Why make the patient have a second surgery?
 
Bioguide sometimes handles like a wet noodle. If it collapses at all into the defect or if your bone graft underneath the membrane puckers in, then you won't get the amount of bone you're looking for. Also, bioguide doesn't stay around very long (about a month or so) and bone takes 4-6 months to heal fully. Nonresorbable membranes (PTFE, titanium mesh) can potentially stay in until you really know that the bone is done healing and a reinforced membrane will keep the space for you. This is especially advantageous for large defects or lateral ridge augmentation. True, it's tougher to find nonresorbable membranes these days (most clinicians shy away and resorbable membranes can handle many things), but they definitely still have their place. Does your school not use them at all?

You seem to have questions that are all-or-nothing. It's great that we have a wide range of materials and procedures to assist our patients. If you're interested (seems like you are), you'll be able to really understand the nuances for each appropriate application once you get to use them. For now, I would see if you can sit in on surgeries that use membranes and maybe you can get a better idea of their indications/properties.
 
Bioguide sometimes handles like a wet noodle. If it collapses at all into the defect or if your bone graft underneath the membrane puckers in, then you won't get the amount of bone you're looking for. Also, bioguide doesn't stay around very long (about a month or so) and bone takes 4-6 months to heal fully. Nonresorbable membranes (PTFE, titanium mesh) can potentially stay in until you really know that the bone is done healing and a reinforced membrane will keep the space for you. This is especially advantageous for large defects or lateral ridge augmentation. True, it's tougher to find nonresorbable membranes these days (most clinicians shy away and resorbable membranes can handle many things), but they definitely still have their place. Does your school not use them at all?

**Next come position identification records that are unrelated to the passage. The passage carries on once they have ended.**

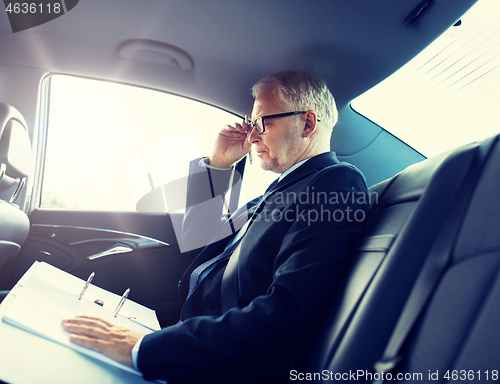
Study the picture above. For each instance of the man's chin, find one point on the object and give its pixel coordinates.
(271, 165)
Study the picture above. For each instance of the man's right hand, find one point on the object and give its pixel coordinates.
(230, 146)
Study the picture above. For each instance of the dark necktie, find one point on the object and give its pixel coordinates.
(204, 269)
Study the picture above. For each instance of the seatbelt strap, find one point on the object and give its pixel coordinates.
(434, 266)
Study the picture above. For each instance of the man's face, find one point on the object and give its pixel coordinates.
(281, 145)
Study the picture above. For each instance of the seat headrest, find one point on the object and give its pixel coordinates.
(15, 147)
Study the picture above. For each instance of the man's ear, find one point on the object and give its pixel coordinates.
(311, 120)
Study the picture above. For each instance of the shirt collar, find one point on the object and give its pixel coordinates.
(291, 169)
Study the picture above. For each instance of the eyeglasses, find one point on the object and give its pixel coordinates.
(258, 122)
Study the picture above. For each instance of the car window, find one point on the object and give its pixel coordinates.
(447, 95)
(111, 147)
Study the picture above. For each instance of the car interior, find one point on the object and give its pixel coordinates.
(420, 296)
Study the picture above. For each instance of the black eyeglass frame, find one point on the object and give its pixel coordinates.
(253, 125)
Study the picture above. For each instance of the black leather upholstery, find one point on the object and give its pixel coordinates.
(403, 225)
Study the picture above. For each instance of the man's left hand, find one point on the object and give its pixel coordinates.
(102, 336)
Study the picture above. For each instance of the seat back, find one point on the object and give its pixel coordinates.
(401, 228)
(15, 166)
(463, 311)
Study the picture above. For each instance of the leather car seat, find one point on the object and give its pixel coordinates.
(15, 166)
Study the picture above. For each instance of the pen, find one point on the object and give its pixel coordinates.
(142, 325)
(86, 285)
(122, 301)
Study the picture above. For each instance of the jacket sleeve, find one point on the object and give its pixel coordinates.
(306, 270)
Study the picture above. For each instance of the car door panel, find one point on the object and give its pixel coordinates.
(125, 250)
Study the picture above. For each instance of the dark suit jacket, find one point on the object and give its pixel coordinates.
(290, 259)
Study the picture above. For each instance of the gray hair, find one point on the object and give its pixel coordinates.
(300, 90)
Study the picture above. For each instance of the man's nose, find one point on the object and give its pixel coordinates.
(254, 136)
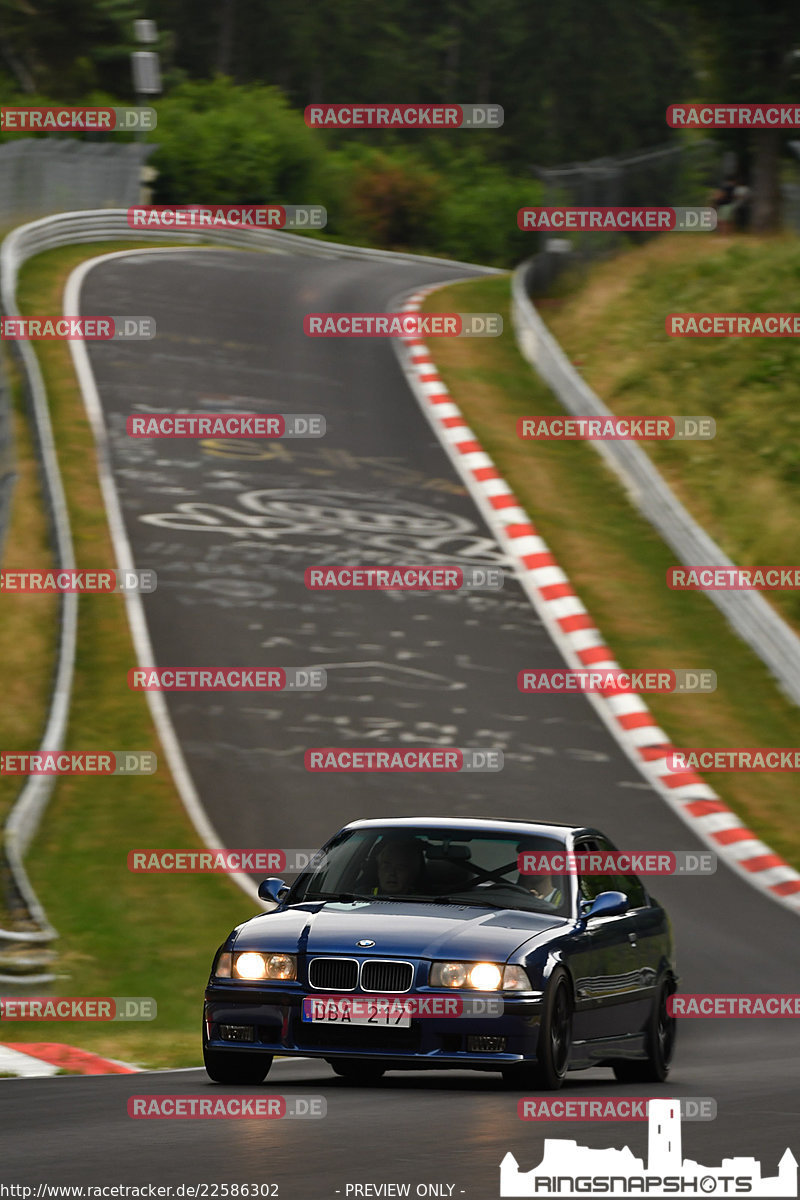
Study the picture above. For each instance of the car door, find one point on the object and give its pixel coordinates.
(608, 983)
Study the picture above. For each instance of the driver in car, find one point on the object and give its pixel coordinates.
(401, 867)
(543, 888)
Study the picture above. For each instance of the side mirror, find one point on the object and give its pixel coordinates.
(274, 889)
(607, 904)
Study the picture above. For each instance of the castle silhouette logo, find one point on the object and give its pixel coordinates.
(570, 1170)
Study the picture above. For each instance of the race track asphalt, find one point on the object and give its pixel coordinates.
(229, 529)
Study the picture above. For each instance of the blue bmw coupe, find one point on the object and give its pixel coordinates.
(417, 942)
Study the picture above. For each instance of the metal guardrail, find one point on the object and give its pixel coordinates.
(64, 229)
(40, 175)
(7, 473)
(750, 615)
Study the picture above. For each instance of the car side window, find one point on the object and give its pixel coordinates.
(593, 885)
(590, 886)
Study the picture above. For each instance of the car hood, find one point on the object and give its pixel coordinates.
(397, 928)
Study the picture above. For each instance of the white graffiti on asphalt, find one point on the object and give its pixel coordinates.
(371, 526)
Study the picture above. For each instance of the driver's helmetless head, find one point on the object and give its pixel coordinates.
(400, 865)
(540, 885)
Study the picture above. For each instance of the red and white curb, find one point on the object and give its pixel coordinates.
(38, 1059)
(577, 637)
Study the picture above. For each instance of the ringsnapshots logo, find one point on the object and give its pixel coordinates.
(218, 862)
(72, 120)
(227, 425)
(227, 1108)
(78, 762)
(78, 1008)
(567, 1169)
(228, 216)
(617, 219)
(227, 679)
(541, 863)
(733, 324)
(403, 117)
(402, 579)
(615, 429)
(331, 759)
(614, 681)
(80, 582)
(402, 324)
(77, 329)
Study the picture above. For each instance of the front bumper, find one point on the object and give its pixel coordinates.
(275, 1015)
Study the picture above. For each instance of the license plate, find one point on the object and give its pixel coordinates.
(377, 1013)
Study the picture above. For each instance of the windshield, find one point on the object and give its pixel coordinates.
(419, 863)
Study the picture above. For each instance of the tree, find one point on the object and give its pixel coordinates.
(750, 57)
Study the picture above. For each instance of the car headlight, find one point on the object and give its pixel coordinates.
(250, 965)
(224, 965)
(479, 976)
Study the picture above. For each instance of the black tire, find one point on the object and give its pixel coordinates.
(661, 1031)
(355, 1071)
(554, 1041)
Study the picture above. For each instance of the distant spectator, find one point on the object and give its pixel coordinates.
(723, 201)
(741, 197)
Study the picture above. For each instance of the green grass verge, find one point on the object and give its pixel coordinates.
(617, 564)
(121, 934)
(744, 487)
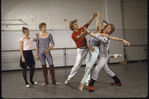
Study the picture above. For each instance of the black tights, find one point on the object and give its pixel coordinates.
(31, 74)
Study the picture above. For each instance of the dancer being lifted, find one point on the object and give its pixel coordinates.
(27, 58)
(82, 48)
(43, 52)
(103, 57)
(94, 46)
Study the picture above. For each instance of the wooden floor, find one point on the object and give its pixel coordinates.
(134, 78)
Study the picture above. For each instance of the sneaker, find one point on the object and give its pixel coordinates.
(34, 83)
(117, 55)
(44, 84)
(67, 81)
(116, 84)
(56, 83)
(27, 86)
(86, 83)
(90, 89)
(81, 87)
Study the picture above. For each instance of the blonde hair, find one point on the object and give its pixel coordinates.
(41, 24)
(71, 24)
(24, 28)
(112, 28)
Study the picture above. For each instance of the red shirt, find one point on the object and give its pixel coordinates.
(81, 42)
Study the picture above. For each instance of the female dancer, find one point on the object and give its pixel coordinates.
(27, 55)
(94, 46)
(43, 51)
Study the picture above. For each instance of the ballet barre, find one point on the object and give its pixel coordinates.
(64, 52)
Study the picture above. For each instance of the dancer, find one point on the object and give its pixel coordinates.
(27, 58)
(93, 45)
(82, 48)
(102, 62)
(43, 52)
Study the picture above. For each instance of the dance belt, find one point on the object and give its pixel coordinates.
(84, 47)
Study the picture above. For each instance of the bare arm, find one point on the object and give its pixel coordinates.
(116, 39)
(21, 51)
(90, 21)
(91, 47)
(47, 50)
(97, 20)
(52, 45)
(81, 35)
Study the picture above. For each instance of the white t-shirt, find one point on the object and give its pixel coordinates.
(27, 44)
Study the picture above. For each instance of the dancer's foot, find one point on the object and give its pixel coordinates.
(56, 83)
(90, 89)
(67, 81)
(116, 84)
(44, 84)
(81, 86)
(117, 55)
(33, 83)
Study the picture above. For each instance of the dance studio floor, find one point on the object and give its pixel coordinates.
(134, 78)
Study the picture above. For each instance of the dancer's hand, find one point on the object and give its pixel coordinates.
(37, 34)
(126, 43)
(34, 40)
(23, 60)
(92, 49)
(46, 51)
(98, 13)
(37, 57)
(94, 14)
(86, 30)
(103, 35)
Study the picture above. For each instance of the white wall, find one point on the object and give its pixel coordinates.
(53, 12)
(113, 15)
(134, 16)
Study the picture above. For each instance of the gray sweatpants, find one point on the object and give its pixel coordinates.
(47, 56)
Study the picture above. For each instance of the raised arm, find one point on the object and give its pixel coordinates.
(21, 51)
(90, 21)
(37, 48)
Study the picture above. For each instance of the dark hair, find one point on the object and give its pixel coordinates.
(104, 22)
(112, 28)
(71, 24)
(24, 28)
(41, 24)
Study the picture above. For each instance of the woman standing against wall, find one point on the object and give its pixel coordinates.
(27, 58)
(43, 52)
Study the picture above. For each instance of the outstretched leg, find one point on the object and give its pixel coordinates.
(24, 74)
(52, 72)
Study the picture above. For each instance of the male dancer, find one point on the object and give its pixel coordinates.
(103, 57)
(82, 48)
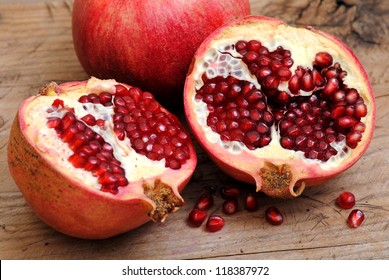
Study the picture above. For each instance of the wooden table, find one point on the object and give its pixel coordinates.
(36, 47)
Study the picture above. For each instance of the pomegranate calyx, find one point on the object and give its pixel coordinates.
(166, 201)
(278, 181)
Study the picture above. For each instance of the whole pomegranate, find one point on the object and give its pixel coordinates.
(278, 106)
(147, 43)
(97, 158)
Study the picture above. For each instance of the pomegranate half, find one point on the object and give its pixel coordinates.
(279, 106)
(98, 158)
(147, 43)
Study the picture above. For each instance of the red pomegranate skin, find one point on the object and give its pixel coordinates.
(71, 207)
(146, 43)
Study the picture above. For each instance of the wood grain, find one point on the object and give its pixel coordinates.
(36, 47)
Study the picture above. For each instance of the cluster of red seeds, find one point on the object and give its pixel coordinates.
(91, 152)
(238, 111)
(152, 132)
(306, 123)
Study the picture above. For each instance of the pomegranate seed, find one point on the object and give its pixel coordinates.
(353, 138)
(240, 46)
(251, 203)
(346, 122)
(253, 45)
(204, 202)
(317, 78)
(197, 217)
(230, 206)
(77, 160)
(105, 98)
(230, 192)
(294, 84)
(355, 218)
(53, 122)
(100, 122)
(323, 59)
(273, 216)
(346, 200)
(331, 86)
(360, 110)
(306, 83)
(351, 96)
(215, 223)
(89, 119)
(58, 103)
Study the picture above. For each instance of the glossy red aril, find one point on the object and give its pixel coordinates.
(251, 203)
(346, 200)
(215, 223)
(230, 192)
(204, 202)
(355, 218)
(273, 216)
(97, 158)
(279, 106)
(230, 206)
(197, 217)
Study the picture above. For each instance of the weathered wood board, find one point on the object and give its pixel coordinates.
(36, 48)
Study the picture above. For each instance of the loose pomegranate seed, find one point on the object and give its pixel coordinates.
(230, 192)
(355, 218)
(323, 60)
(215, 223)
(204, 202)
(273, 216)
(230, 206)
(251, 203)
(58, 103)
(197, 217)
(53, 122)
(89, 119)
(346, 200)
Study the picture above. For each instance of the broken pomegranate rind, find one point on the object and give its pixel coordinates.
(312, 109)
(98, 128)
(64, 189)
(315, 90)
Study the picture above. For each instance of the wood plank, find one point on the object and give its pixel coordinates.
(36, 47)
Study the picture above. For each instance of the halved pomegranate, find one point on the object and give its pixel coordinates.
(97, 158)
(278, 106)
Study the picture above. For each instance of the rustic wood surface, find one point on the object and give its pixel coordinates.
(36, 47)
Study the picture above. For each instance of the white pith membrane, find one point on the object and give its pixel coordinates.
(219, 58)
(137, 167)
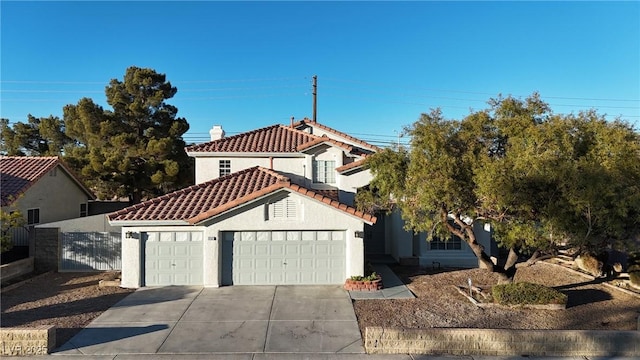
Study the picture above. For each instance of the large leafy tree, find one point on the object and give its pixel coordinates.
(136, 149)
(43, 136)
(539, 178)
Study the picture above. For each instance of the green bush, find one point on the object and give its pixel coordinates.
(524, 293)
(634, 274)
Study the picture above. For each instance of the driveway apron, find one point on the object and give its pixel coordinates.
(234, 319)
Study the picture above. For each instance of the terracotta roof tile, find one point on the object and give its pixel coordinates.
(351, 165)
(19, 173)
(200, 202)
(276, 138)
(308, 122)
(325, 139)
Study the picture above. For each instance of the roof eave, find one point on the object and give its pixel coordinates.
(219, 211)
(243, 154)
(148, 222)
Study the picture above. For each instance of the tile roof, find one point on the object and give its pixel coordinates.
(325, 139)
(276, 138)
(19, 173)
(200, 202)
(351, 165)
(309, 122)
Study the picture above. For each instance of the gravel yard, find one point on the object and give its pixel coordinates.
(591, 306)
(69, 301)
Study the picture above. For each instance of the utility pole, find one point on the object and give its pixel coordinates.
(315, 98)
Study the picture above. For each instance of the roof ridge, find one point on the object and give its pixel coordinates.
(277, 175)
(307, 121)
(182, 191)
(331, 202)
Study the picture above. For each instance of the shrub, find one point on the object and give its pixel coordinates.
(525, 293)
(634, 274)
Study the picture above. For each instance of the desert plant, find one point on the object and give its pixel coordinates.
(634, 274)
(524, 293)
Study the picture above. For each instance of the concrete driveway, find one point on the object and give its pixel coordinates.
(234, 319)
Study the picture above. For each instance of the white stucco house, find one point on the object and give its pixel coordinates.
(43, 189)
(270, 206)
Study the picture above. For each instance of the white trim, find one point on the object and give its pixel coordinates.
(147, 222)
(246, 154)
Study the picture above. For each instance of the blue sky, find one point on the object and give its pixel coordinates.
(245, 65)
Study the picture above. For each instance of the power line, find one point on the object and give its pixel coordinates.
(386, 85)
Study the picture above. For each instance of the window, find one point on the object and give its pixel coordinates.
(285, 209)
(33, 216)
(453, 243)
(324, 171)
(225, 167)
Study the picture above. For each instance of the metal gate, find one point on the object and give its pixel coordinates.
(89, 251)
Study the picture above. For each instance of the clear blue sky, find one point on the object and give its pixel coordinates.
(245, 65)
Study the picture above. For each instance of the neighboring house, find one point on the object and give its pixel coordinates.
(270, 206)
(43, 189)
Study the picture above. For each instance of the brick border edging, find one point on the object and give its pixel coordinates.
(454, 341)
(362, 285)
(39, 340)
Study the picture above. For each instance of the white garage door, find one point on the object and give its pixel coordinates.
(173, 258)
(283, 257)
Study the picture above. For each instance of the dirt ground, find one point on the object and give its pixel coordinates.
(591, 305)
(69, 301)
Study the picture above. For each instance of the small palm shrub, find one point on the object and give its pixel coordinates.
(634, 269)
(524, 293)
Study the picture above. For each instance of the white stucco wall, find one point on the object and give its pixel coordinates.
(92, 223)
(350, 183)
(246, 218)
(208, 167)
(58, 197)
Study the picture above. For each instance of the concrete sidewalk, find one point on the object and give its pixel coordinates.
(312, 356)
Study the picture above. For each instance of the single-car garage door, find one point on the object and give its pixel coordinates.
(283, 257)
(173, 258)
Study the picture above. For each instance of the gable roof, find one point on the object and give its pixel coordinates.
(200, 202)
(280, 139)
(351, 166)
(19, 173)
(276, 138)
(308, 122)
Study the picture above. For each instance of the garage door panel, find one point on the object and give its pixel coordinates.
(292, 249)
(277, 250)
(283, 257)
(173, 258)
(261, 250)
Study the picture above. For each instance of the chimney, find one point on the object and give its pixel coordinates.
(216, 132)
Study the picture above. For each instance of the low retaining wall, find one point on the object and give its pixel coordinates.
(496, 342)
(27, 341)
(17, 268)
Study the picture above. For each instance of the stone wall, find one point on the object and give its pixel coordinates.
(500, 342)
(27, 341)
(46, 249)
(15, 269)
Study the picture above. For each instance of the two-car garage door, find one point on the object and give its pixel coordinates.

You seem to have questions that are all-or-nothing. It's great that we have a wide range of materials and procedures to assist our patients. If you're interested (seems like you are), you'll be able to really understand the nuances for each appropriate application once you get to use them. For now, I would see if you can sit in on surgeries that use membranes and maybe you can get a better idea of their indications/properties.

Thanks for the info. I guess you'd use Bio-Gide for small defects like the one my patient had, and ePTFE membranes for defects that span multiple sockets?

Our school uses Bio-Gide almost exclusively, as we've had problems with early exposure of ePTFE membranes and resulting infection.

My consultant said I can sit in on any of his surgeries. He's really excited to show me a maxillary sinus augmentation.